Cedarburg Plein Air Painting Competition – Day Two: Main Event

Posted on June 16, 2011 in Blog Post, News, Plein Air Painting

After nearly falling asleep behind the wheel on the way home last night, I decided I needed to catch up on some sleep. The past few days have been so busy, getting things done for me, for WIPAPA, teaching, preparing for this event, etc., that I’ve been averaging 4 hours of sleep or so. So I slept in today, got moving around 9:30 or so. As usual, when I sleep in, I tend to be slow getting things going. I didn’t get to Cedarburg until around 1pm today. I immediately drove through the city, rubbernecking, trying to find a decent vantage. The weather was largely perfect, cloudy, variable light, big cumulus clouds, in the mid-70’s.

On Washington Avenue, north of downtown Cedarburg, just north of the diner on HWY 60, there are a series of barns that are remarkably dated and rustic, and have interesting buildings. I decided that these would look best with East light, so I kept looking for a decent spot. I ended up back downtown, and parked when I passed my painter friend Bill Suys. Bill does these tight renderings with excellent color and lots of detail. He has the hand of a surgeon. I stopped to chat with him for a few minutes, then walked around downtown to find the best spot. After seeing Bill’s piece, I was determined to challenge myself to the task of the downtown scene. There is a lot of recognizable detail in these storefronts and buildings, things that locals will recognize easily. I knew that if I were up to the task I would have to capture the personality of the places in view.

I knew, however, as is always the case, that the first painting in the main event is usually a wash, just something to get me back in the swing of things, build my confidence, and work out the colors, while adapting to the traffic and distractions. So I chose one of the two 8″ x 20″ panels that I prepared. I knew that I wasn’t planning to put these into the main event unless I came up with something very good, so if I screwed up, I wouldn’t be short on panels. I tackled a two-point perspective shot of the north part of downtown, on the East side of the road. I didn’t finish, as the light changed on me, so I won’t have a photo of this until after the event is done. I may go back to finish this later.

While painting, I had several distractions. Along with the usual passers-by and onlookers, I was accosted by two groups of Chinese tourists who nearly bumped me out of the way to see what I was painting. Not a shy group of people there. The first two, a mother and her English speaking daughter asked me questions about the event and why I was painting at that size. The other ones kept positioning themselves to stand in front of me while I was painting to get me in the photo with them…quite annoying. But, since I was nearly certain that if I started shouting, they wouldn’t understand me anyway, I let them have their fun and focused on the task at hand.

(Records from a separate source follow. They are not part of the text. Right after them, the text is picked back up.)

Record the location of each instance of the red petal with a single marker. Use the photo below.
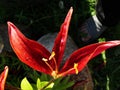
(3, 77)
(60, 41)
(28, 51)
(83, 55)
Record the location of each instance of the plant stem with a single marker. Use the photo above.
(52, 80)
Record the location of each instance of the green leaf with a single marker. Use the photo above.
(25, 85)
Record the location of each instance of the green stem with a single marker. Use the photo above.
(52, 80)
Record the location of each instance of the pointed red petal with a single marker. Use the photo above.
(3, 77)
(60, 41)
(28, 51)
(83, 55)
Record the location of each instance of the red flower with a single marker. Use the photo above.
(39, 58)
(3, 77)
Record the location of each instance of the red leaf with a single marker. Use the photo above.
(28, 51)
(83, 55)
(3, 77)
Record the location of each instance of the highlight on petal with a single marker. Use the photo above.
(60, 41)
(83, 55)
(3, 77)
(28, 51)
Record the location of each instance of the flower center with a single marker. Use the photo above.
(52, 57)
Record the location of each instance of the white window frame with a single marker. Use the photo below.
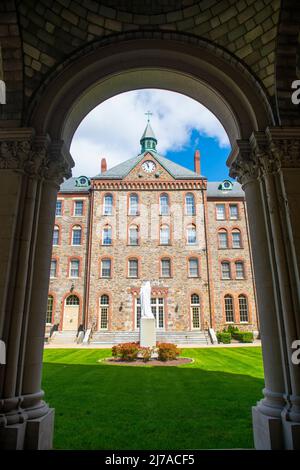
(102, 268)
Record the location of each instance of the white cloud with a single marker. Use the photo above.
(114, 128)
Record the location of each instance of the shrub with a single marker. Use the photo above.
(224, 337)
(126, 351)
(167, 351)
(244, 336)
(145, 353)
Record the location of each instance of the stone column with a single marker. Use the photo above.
(266, 414)
(34, 168)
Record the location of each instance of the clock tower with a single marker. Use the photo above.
(148, 140)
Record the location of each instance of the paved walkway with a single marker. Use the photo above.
(193, 346)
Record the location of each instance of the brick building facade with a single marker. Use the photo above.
(150, 219)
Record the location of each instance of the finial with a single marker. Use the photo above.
(148, 114)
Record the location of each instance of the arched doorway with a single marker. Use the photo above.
(71, 313)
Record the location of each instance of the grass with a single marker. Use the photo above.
(203, 405)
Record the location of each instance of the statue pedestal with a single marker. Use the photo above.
(147, 332)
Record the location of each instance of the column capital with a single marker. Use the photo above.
(34, 155)
(284, 145)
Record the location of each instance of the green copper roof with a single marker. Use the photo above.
(123, 169)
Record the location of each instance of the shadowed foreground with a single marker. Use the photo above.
(203, 405)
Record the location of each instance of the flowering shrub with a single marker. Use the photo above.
(126, 351)
(167, 351)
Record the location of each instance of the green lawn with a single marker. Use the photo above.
(202, 405)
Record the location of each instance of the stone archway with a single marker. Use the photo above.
(262, 157)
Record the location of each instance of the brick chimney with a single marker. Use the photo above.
(103, 165)
(197, 162)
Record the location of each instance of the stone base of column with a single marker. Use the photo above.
(267, 431)
(12, 437)
(35, 434)
(39, 432)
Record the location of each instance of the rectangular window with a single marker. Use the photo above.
(233, 211)
(220, 208)
(229, 314)
(225, 271)
(223, 240)
(243, 307)
(78, 207)
(166, 268)
(158, 310)
(58, 210)
(133, 268)
(193, 267)
(53, 268)
(74, 268)
(133, 236)
(49, 309)
(106, 268)
(133, 204)
(239, 270)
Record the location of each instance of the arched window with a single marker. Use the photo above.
(193, 267)
(243, 308)
(229, 310)
(195, 311)
(190, 204)
(133, 204)
(225, 270)
(106, 267)
(104, 306)
(74, 267)
(164, 235)
(191, 235)
(107, 235)
(76, 235)
(239, 270)
(49, 309)
(55, 235)
(133, 235)
(165, 267)
(236, 239)
(133, 267)
(164, 204)
(223, 238)
(72, 300)
(108, 204)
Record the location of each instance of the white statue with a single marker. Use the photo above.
(145, 295)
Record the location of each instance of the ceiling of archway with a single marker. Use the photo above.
(51, 31)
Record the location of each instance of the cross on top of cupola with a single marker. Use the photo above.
(148, 140)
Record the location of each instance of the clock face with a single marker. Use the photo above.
(148, 166)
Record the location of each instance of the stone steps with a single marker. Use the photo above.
(185, 337)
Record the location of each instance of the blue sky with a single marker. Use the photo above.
(181, 125)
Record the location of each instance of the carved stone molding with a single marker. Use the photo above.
(35, 156)
(284, 144)
(243, 164)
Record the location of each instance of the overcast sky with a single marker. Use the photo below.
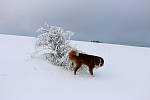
(110, 21)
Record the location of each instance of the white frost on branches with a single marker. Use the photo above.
(53, 43)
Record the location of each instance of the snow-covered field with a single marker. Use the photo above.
(125, 75)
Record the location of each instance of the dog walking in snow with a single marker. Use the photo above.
(79, 59)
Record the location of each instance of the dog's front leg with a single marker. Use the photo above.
(77, 67)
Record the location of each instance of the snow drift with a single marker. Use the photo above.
(125, 75)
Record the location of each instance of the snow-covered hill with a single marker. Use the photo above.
(125, 75)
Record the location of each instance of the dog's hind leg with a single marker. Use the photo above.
(91, 70)
(76, 68)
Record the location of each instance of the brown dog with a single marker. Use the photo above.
(89, 60)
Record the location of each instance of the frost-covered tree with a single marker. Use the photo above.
(53, 42)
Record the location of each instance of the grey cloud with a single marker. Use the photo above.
(111, 21)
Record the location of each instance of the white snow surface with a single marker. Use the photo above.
(125, 75)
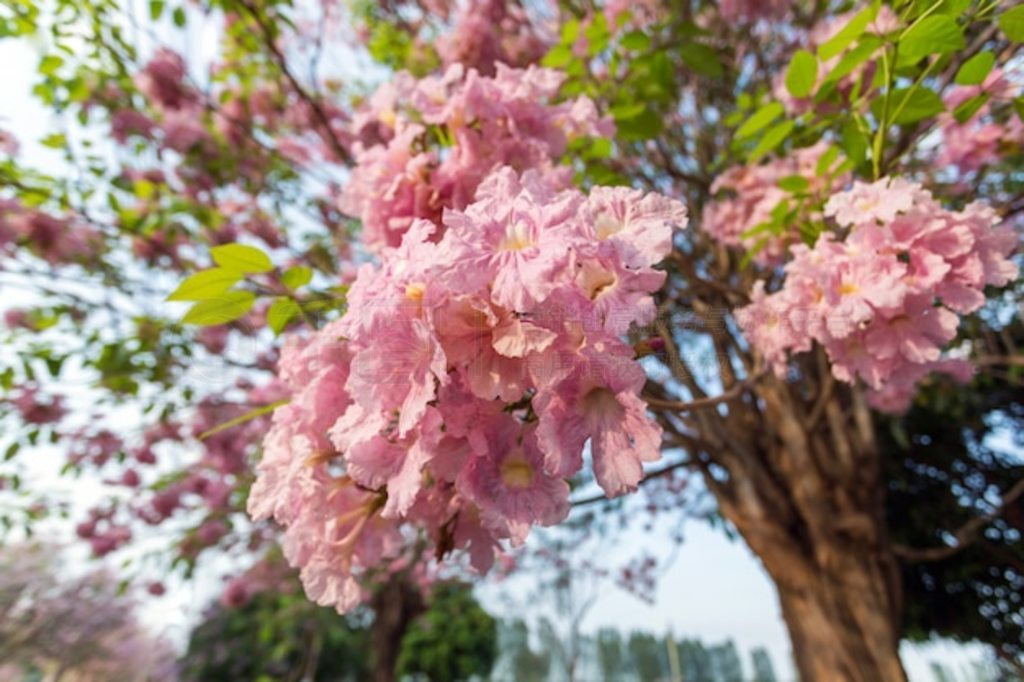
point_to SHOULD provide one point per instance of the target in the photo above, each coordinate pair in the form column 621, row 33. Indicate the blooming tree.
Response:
column 549, row 244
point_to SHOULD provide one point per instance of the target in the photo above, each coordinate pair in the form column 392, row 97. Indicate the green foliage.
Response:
column 242, row 258
column 282, row 311
column 761, row 119
column 1012, row 23
column 802, row 74
column 976, row 69
column 220, row 309
column 851, row 32
column 205, row 285
column 274, row 636
column 934, row 35
column 454, row 640
column 954, row 452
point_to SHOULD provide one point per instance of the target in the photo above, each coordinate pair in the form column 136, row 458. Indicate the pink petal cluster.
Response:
column 426, row 144
column 981, row 139
column 886, row 300
column 459, row 391
column 748, row 195
column 748, row 11
column 487, row 33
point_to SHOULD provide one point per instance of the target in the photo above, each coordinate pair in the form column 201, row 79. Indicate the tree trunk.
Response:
column 801, row 483
column 395, row 605
column 840, row 617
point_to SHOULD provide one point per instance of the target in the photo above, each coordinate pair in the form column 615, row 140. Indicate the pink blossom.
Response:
column 884, row 302
column 474, row 363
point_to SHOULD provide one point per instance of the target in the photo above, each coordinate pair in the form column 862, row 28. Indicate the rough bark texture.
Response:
column 808, row 500
column 395, row 605
column 795, row 467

Later, I was greeted by my painter friend Brian Sindler, whom I met at last year’s event. A little after 6pm, my other painter friend Mike Nielson and I had a great conversation, while I packed up. We walked to the Washington Street Pub to have some wine and snacks hosted by the event coordinators (what a great deal). Had a decent conversation with artists Bonnie Paruch and Bill Suys. The one truth about plein air painting is that we are all alone before our easels. It’s a lonely bit of business, I’m glad for the company that these events bring.

By the time I got out of there there was less than an hour of sunlight left. So I decided to drive around some more, and am I glad I did. I have several locations planned for a late painting. I’ll need to be there around 6:30 pm, set up and mixing colors, on a day when there are clouds. The sunsets are spectacular out there, but they go fast. It’s hilly enough to get some amazing atmospheric perspective.

I realized last night that in preparing for this event, while I challenged myself to take on more complex scenes with greater amounts of information, I did not prepare myself for the rigors of back to back marathon days of painting. My shoulder is killing me tonight. Next year, part of my training regime will include some back to back 11 hour days and 3 starts minimum. It’s not just about getting faster, more accurate, but about lasting longer.

Tomorrow I’m planning to get up at 5am to get some early painting in. Hoping to get 3 finished pieces in before the light dies.